Kafka Consumer Offsets: What Nobody Tells You
I've been working with Kafka long enough to know that the documentation gives you the theory, but production gives you the education. Consumer offsets are one of those things that seem simple until they aren't.
The Basics (Quick, I Promise)
Kafka tracks where each consumer group has read up to in each partition via offsets. When your consumer processes a message and commits the offset, Kafka knows not to send it again. Simple.
Except it's not simple. Because the question isn't "how do offsets work" - it's "when exactly should I commit, and what happens when I get it wrong?"
Auto-Commit: The Default That Will Burn You
Spring Boot's Kafka consumer defaults to auto-commit with a 5-second interval (enable.auto.commit=true, auto.commit.interval.ms=5000). This means offsets get committed on a timer, completely disconnected from whether you've actually finished processing the message.
The scenario that will ruin your day:
- Consumer picks up message at offset 42
- Starts processing - calls an external API, writes to the database
- Auto-commit fires, commits offset 42
- External API call fails
- Your application throws an exception
- Kafka thinks offset 42 is done. The message is gone.
You just lost data. Not because Kafka failed - because your commit strategy was wrong.
Manual Commit: The Right Way (With Caveats)
Disable auto-commit. Commit after you've successfully processed the message.
@KafkaListener(topics = "orders")
public void processOrder(ConsumerRecord<String, Order> record, Acknowledgment ack) {
try {
orderService.process(record.value());
ack.acknowledge(); // commit only after success
} catch (Exception e) {
// don't acknowledge - message will be redelivered
log.error("Failed to process order at offset {}", record.offset(), e);
}
}
Spring Kafka's AckMode.MANUAL_IMMEDIATE is what you want here. Set it in your container factory:
factory.getContainerProperties().setAckMode(ContainerProperties.AckMode.MANUAL_IMMEDIATE);
The At-Least-Once Reality
Manual commit gives you at-least-once delivery. Your consumer might process the same message twice if it crashes after processing but before committing. This means your processing logic needs to be idempotent.
For us, that means either:
- Using a database unique constraint on a business key derived from the message
- Keeping a processed-message-id table and checking before processing
- Making the operation naturally idempotent (e.g., "set status to X" rather than "increment counter")
The third option is the best when you can get away with it. The first is the most practical. The second is the most explicit but adds latency.
Batch vs Record Acknowledgment
If you're processing messages one at a time, MANUAL_IMMEDIATE works. But if you're using batch listeners for throughput, you need to think about what happens when message 3 out of 10 fails.
If you commit the batch offset, you've committed messages 4-10 as processed even though you didn't process them. If you don't commit, you'll reprocess messages 1 and 2 that already succeeded.
The pattern that's worked for me: commit per-record within the batch loop, and on failure, seek back to the failed offset.
@KafkaListener(topics = "events", batch = "true")

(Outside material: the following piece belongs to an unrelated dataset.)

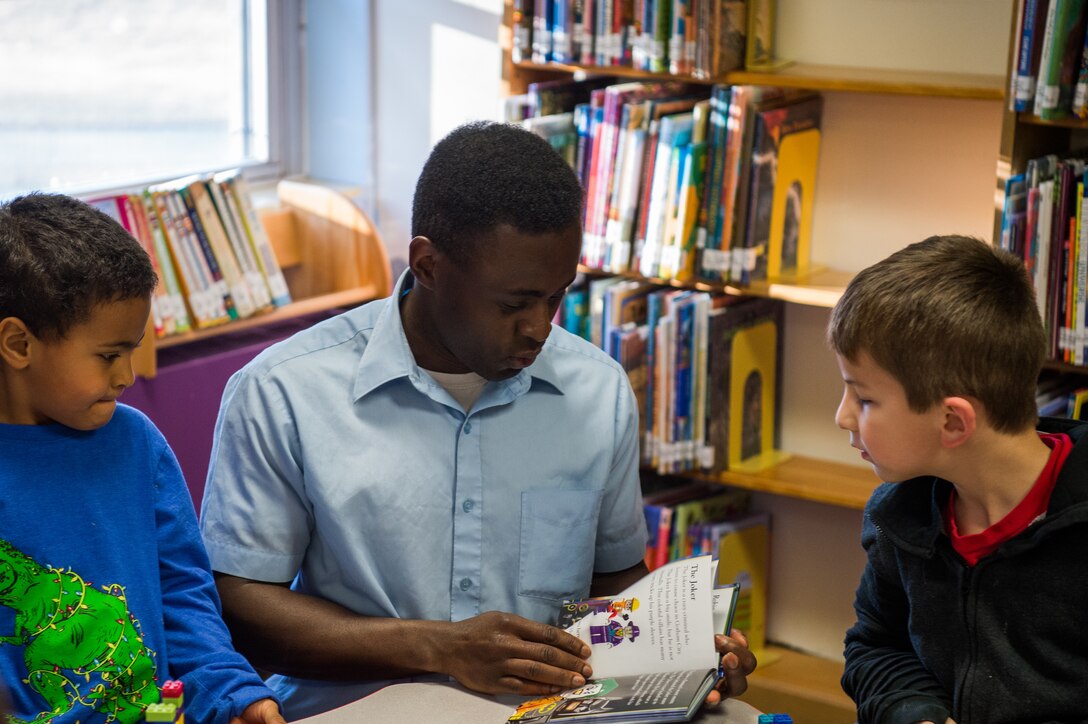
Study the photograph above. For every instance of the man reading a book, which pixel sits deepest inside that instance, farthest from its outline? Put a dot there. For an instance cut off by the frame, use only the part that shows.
(410, 489)
(973, 600)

public void processBatch(List<ConsumerRecord<String, Event>> records,
Consumer<String, Event> consumer) {
for (ConsumerRecord<String, Event> record : records) {
try {
eventService.process(record.value());
} catch (Exception e) {
// seek back to this offset, everything from here will be retried
consumer.seek(
new TopicPartition(record.topic(), record.partition()),
record.offset()
);
return;
}
}
}
Rebalancing: The Offset Killer
Consumer group rebalancing is where offset problems get creative. When partitions get reassigned between consumers, there's a window where the new consumer might re-read messages the old consumer already processed (but hadn't committed yet).
Spring Kafka's ConsumerRebalanceListener lets you commit offsets before partitions get revoked:
factory.getContainerProperties().setConsumerRebalanceListener(new ConsumerAwareRebalanceListener() {
@Override
public void onPartitionsRevokedBeforeCommit(Consumer<?, ?> consumer,
Collection<TopicPartition> partitions) {
consumer.commitSync(); // flush pending offsets before losing partitions
}
});
This doesn't eliminate rebalance-related duplicates entirely, but it shrinks the window significantly.
The Real Lesson
Offsets aren't a Kafka feature you configure once and forget. They're a contract between your application and the broker about what "processed" means. Get that contract wrong, and you either lose messages or process them forever.
The boring answer is: disable auto-commit, acknowledge manually, make your processing idempotent, and handle rebalancing. It's not glamorous. But the alternative is debugging data loss at 2 AM, and I've done enough of that.